Now, I'm not trying to scare men away from picking up women at clubs. It happens all the time. Some go home happy, some don't. For the guys whom are successful at getting females to dance all night, there are a few who end up having problems around 1AM when they realize that they bought a particular female way too much alcohol, and don't want to be responsible for her puking all over the place, falling down, or forgetting her underwear...somewhere. This is when they come to see me. I call this one the get me out of here tip. Usually, they bring the girl to the bar with them and order her water. They typically keep drinking alcohol...because, well...who wants to remember dealing with that mess? Now for the really interesting part! Similar to the "ulterior motive tip," I get way more put into my tip jar than the drink is worth. But this poor guy doesn't want to hit on me...he wants me to give him an out to get away from the girl who's playing with the saliva running down the side of her mouth! I'll admit, I helped a guy out once by telling him that he had left his headlights on just so he could get away from a woman. He's currently one of my regulars, and continues to tip me well on a weekly basis.

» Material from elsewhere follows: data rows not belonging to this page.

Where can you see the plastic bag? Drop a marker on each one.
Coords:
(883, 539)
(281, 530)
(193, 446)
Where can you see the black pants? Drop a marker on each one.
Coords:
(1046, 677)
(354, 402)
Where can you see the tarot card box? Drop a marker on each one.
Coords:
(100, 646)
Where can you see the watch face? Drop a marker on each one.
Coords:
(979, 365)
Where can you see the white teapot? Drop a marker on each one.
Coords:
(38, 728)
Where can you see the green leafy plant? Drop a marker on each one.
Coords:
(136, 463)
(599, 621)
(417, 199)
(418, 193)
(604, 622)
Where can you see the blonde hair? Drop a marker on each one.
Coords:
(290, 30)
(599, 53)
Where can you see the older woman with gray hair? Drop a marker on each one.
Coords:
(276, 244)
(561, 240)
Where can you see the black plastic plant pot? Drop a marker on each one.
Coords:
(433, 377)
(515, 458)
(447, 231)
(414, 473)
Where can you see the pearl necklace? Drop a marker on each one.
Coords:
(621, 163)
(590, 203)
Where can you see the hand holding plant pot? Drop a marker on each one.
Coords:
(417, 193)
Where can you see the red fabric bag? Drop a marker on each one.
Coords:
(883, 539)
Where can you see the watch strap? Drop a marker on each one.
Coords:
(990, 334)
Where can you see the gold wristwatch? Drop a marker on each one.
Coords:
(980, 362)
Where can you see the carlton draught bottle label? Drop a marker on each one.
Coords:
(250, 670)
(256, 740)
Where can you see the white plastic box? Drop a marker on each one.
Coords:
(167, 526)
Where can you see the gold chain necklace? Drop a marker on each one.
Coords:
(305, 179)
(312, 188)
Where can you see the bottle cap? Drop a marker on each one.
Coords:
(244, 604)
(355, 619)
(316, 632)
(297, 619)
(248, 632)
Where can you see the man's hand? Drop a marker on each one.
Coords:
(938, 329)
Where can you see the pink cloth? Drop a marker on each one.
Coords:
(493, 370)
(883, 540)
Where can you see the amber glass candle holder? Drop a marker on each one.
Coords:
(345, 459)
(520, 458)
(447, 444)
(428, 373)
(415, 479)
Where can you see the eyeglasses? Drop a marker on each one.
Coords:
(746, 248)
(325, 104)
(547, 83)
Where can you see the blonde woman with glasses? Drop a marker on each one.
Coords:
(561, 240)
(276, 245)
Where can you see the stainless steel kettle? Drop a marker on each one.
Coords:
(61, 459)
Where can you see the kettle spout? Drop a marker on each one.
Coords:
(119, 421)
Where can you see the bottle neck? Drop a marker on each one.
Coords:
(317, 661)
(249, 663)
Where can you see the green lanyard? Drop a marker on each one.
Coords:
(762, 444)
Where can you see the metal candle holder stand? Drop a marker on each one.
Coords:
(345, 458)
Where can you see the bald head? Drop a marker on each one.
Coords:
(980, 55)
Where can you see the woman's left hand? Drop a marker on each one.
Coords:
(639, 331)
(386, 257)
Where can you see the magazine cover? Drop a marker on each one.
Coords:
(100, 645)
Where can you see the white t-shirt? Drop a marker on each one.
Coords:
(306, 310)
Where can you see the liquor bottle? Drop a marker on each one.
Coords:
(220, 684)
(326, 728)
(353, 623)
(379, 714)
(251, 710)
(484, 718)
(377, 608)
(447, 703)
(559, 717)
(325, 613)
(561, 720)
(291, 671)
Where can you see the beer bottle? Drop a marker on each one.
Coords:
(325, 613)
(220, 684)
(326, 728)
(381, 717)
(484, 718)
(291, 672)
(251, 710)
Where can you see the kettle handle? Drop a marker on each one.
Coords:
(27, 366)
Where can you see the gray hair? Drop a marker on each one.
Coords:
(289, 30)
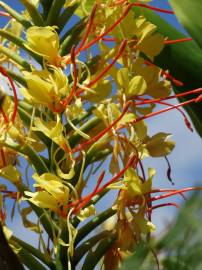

Finally, now for the kind I hate the most...the pity tip. I cannot even begin to count the number of times I've had to deal with drunk people ruining my bar set up by knocking down cups, spilling my margarita salt everywhere, spilling their drinks before they even taste them, being loud and obnoxious, and worst of all...blocking the front of my bar so that other customers can't get through. Now, the "pity tip" can come from one of two types of customers. The first would be a friend of the guy/girl who is being a pain in my ass. They are usually the designated driver, and they usually leave a nice chunk of change behind by the end of the night as their way of saying, "I'm sorry you had to deal with my drunk-ass friend." I welcome this type of pity tip because their friends are being responsible, and are aware that their friend(s) are acting like 4 year-olds, with the exception of excessive swearing and air-humping. The second way the "pity tip" can be given is by an OBSERVING customer. Sometimes others will be standing at the bar and witness other people being rowdy. Many times I've been slipped an extra couple of bucks because they feel bad that I'm a bartender. Now granted, money is money. But if I didn't want to be a bartender, I would have stayed at home. Don't give me money just because you think I could be doing something better with my time!

Clearly, I have thought about the science behind tipping way too much. However, it has helped me become a better bartender. Reading people is 80% of the job, and that is why I'm going to be a fabulous counselor in the future!